# Sliding mode observer gain -- How do I find it?

Hi,
I have a 2nd order of sliding mode observer of the form:
$$\dot{\hat{x}} = \hat{f}(x,t) + \delta f + \Psi(u,y) +[ \frac{d \Omega}{dx}]^{-1} \upsilon$$
where ##\upsilon##:
$$\upsilon_1= \alpha_1 \lambda_1^{1/2} | y_1 -\hat{x}_1|^{1/2}*sign(y_1 -\hat{x}_1)$$
$$\upsilon_2= \alpha_2 \lambda_1*sign(\upsilon_1)$$
$$\upsilon_3= \alpha_3 \lambda_2^{1/2} | y_2 -\hat{x}_2|^{1/2}*sign(y_2 -\hat{x}_2)$$
$$\upsilon_4= \alpha_4 \lambda_2*sign(\upsilon_3)$$
....
where ##y_{1,2}## is the output and and ##x_{1,2}## are the estimations of measurable outputs.
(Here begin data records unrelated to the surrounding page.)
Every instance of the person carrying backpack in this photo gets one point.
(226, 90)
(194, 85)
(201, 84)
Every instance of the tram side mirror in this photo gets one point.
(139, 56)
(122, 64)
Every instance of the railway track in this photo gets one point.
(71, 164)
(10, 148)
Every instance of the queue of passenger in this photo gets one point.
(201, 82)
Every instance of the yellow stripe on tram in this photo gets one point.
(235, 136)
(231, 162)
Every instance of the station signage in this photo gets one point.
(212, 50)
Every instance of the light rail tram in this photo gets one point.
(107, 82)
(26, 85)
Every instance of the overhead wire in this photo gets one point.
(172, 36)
How do I find the correct gain of sliding mode observer?
##\delta f## is the uncertainties and ##[ \frac{d \Omega}{dx}]^{-1} ## is some mathematical stuff based on transformations. The main question is how do you find the proper gain of an observer by linearizing a system?
Do I linearize the plant and observer? and then what graphs should I look at to find the appripriate gains?

donpacino
Gold Member
Can you convert your equations into state space format? It would be MUCH easier to solve if you can do that.
Is this for a class on non-linear controls, or just in general?
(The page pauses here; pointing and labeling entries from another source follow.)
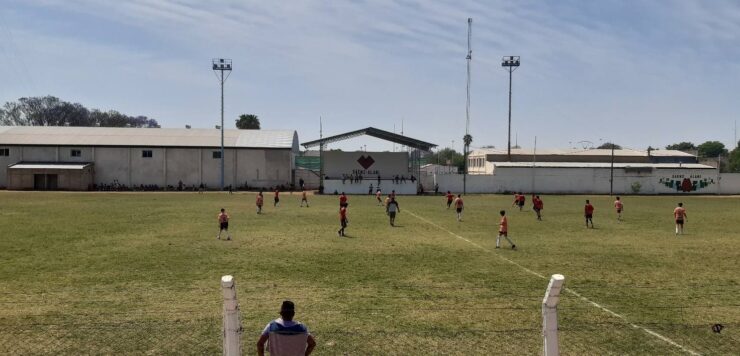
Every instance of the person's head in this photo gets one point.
(287, 310)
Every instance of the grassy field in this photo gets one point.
(128, 273)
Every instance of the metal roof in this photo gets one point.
(51, 165)
(600, 165)
(146, 137)
(580, 152)
(378, 133)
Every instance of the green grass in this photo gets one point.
(108, 273)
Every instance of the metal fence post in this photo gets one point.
(232, 327)
(550, 316)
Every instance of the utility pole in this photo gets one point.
(611, 174)
(467, 139)
(510, 63)
(222, 65)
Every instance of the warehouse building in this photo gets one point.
(78, 158)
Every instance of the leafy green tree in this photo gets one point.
(608, 146)
(248, 122)
(682, 146)
(712, 149)
(51, 111)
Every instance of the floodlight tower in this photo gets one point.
(222, 65)
(510, 63)
(467, 139)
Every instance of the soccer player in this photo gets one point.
(391, 210)
(680, 215)
(342, 220)
(619, 206)
(537, 206)
(459, 207)
(503, 230)
(304, 199)
(260, 202)
(223, 224)
(588, 212)
(343, 201)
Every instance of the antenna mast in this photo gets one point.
(467, 139)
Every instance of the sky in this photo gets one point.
(637, 73)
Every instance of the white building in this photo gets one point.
(46, 157)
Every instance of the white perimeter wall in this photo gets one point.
(167, 166)
(387, 164)
(588, 181)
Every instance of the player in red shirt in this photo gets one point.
(680, 215)
(503, 230)
(459, 207)
(343, 201)
(260, 202)
(450, 198)
(619, 206)
(537, 206)
(342, 220)
(588, 212)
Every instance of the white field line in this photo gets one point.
(571, 291)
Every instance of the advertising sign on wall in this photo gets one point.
(367, 164)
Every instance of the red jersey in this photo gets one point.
(679, 213)
(589, 209)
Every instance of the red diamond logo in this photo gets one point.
(365, 162)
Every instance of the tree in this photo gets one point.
(682, 146)
(248, 122)
(51, 111)
(712, 149)
(734, 159)
(609, 145)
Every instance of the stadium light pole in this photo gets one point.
(222, 65)
(510, 63)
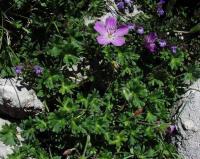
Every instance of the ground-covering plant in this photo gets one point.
(109, 88)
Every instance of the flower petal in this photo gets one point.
(111, 23)
(118, 41)
(121, 31)
(100, 28)
(103, 40)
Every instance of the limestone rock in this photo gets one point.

If this is a nonlinear controls problem, and the sign function implies, then yes you'll have to linear to get the function into state space format.
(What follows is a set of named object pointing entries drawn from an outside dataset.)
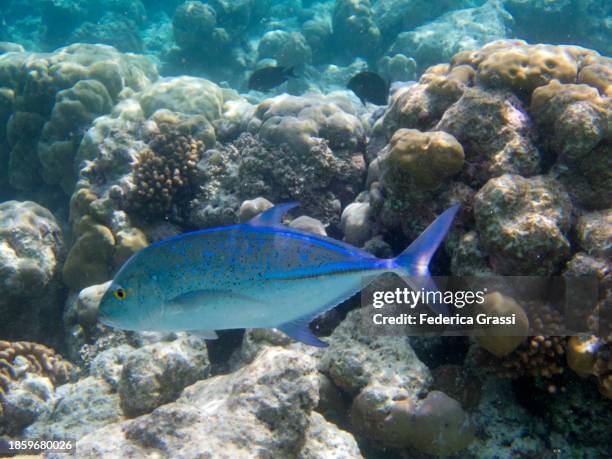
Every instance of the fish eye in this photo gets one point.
(120, 293)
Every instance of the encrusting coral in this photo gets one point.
(40, 360)
(426, 158)
(164, 173)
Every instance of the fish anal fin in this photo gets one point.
(299, 331)
(273, 216)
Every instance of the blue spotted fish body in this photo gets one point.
(260, 274)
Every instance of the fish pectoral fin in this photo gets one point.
(273, 216)
(202, 297)
(206, 334)
(298, 330)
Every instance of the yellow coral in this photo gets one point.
(426, 157)
(501, 341)
(597, 72)
(520, 67)
(41, 360)
(581, 354)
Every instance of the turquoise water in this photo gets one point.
(123, 123)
You would solve for an observer pretty much the same way you solve for a controller. You determine your desired eigenvalues and work backwards to determine the gains required. Ackermans formula for example is one way to do it.

donpacino
Gold Member
Do you know how to compute your Jacobin matrix?